Folha de S. Paulo
Rotular presidenciável como de 'extrema
direita' mais confunde do que informa
Se tem um país cujo povo está justificado
em querer varrer o establishment para longe, esse país é a Argentina.
São décadas de decadência que tanto a esquerda quanto a direita só fizeram
agravar. Hoje, com inflação a
115%, juros a
118% ao ano e miséria galopante, a escolha por alguém com uma proposta
econômica simples, radical e revolucionária —e que promete desbancar
as elites políticas e tecnocráticas que governaram pelas últimas
décadas— fica bem compreensível.
E é isso que Javier Milei, vencedor das primárias e favorito para a eleição, representa. Ele se define como "anarcocapitalista", ou seja, a versão mais radical da defesa da propriedade privada, da autodeterminação individual e da livre iniciativa. Defende dolarização da economia, abertura econômica unilateral, legalização das drogas.
Essa posição pode estar errada, pode
ser desastrosa
se colocada em prática; tudo isso é discutível. Mas ela é objetivamente
diferente da defesa de um Estado militarizado e nacionalista, altamente
repressor, que busca subsumir as vontades individuais num projeto totalizante
da cabeça do grande líder.
É no mínimo questionável, portanto, que um
mesmo termo —"extrema direita"— seja usado para definir ambas em
diversos veículos de imprensa. (Não é o caso da Folha, que tem optado por
"ultraliberal", rótulo que, aí sim, o descreve com mais precisão e
exclui confusões com outros grupos).
Descrever o posicionamento de políticos em
um rótulo é um expediente necessário para dar um entendimento imediato ao
leitor, um mapa muito básico de como cada um se coloca nas questões que
interessam ao país. Esses rótulos sempre serão imprecisos, isso é inevitável.

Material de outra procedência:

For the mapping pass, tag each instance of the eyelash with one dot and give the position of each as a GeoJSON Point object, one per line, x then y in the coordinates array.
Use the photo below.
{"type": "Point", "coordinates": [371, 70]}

O
que eles não devem ser, no entanto, é parciais, escamoteando a preferência
política do veículo no que deveria ser uma descrição objetiva.
Numa discussão puramente filosófica ou
técnica os nomes não importam, basta que haja acordo quanto a suas definições.
Tanto faz se chamamos a um político de "direita",
"centro-direita" ou "extrema direita", desde que
esses termos
estejam bem definidos. No debate mais amplo, com a sociedade, os nomes
importam e muito. Cada um carrega consigo toda uma gama de associações e
sentimentos na alma do público; sentimentos que serão mobilizados no momento de
se fazer escolhas.
É um vício intelectual bem brasileiro
confundir rotulagem com refutação. Aplique-se um rótulo que fixa o objeto no
campo do mal e você já o terá desqualificado de antemão. Não há jeito mais
simples e direto de fazer isso do que associar alguém a Hitler. O
rótulo "extrema direita" cumpre esse papel, mesmo que seus alvos não
se assemelhem a Hitler; não sejam racistas,
antissemitas, nacionalistas, militaristas, antidemocráticos, antiliberais, etc.
Assim, o uso
de "extrema direita" para descrever Milei dá a impressão de
que o veículo está contra o candidato. Hoje, quando diversas narrativas
antagônicas competem em pé de igualdade, a estratégia de desqualificar pelo
rótulo é transparente. Ela persuade leitores satisfeitos com o sistema a
rechaçar o candidato sem pensar duas vezes, mas gera nos demais o sentimento
contrário: o de que o veículo está fazendo o jogo do "sistema"
que os eleitores de Milei querem derrubar. Na tentativa de desmerecê-lo
como se fazia antigamente, acaba por fortalecer sua narrativa e intensificar a
revolta que a alimenta.
3 comentários:
Muito bom!
Claro! Claríssimo, o Joel Pinheiro!
E não significa concordar e nem significa discordar do candidato argentino Javier Milei ; significa apenas não banalizar a conceituação, o significado e a definição de aspectos, categorias, temas, pessoas ou organizações, saindo carimbando e gritando por aí como impropérios::
▪"Comunista!";
▪"Fascista"! ;
▪"Neoliberal!"
▪"Não sei o quê!"
E olha que primeiro, na frente, liderando,... inciando... quem sai gritando e carimbando leviana e irresponsavelmente com esses rótulos são filósofos (ops. Desculpem:: "filósofos"), sociólogos (ops. Desculpem de novo:: "sociólogos), etc etc etc . Só depois é que outros, achando bonitinho e, como eles dizem para se autoenganar, achando politizado, danam a repetir pelo mundo e contra o mundo:: "Fascista!" , "Comunista!" , "Sei lá mais o quê!"...
Quando vamos ver, estes que gritam para xingar é gente que, embora não seja fascista, se repetem em ter atitudes fascistas ; é gente que, embora não seja corrupta, se desdobra em proteger corruptos...
É a mesma coisa que tachar um artista de ''brega'',todo mundo acredita e reproduz.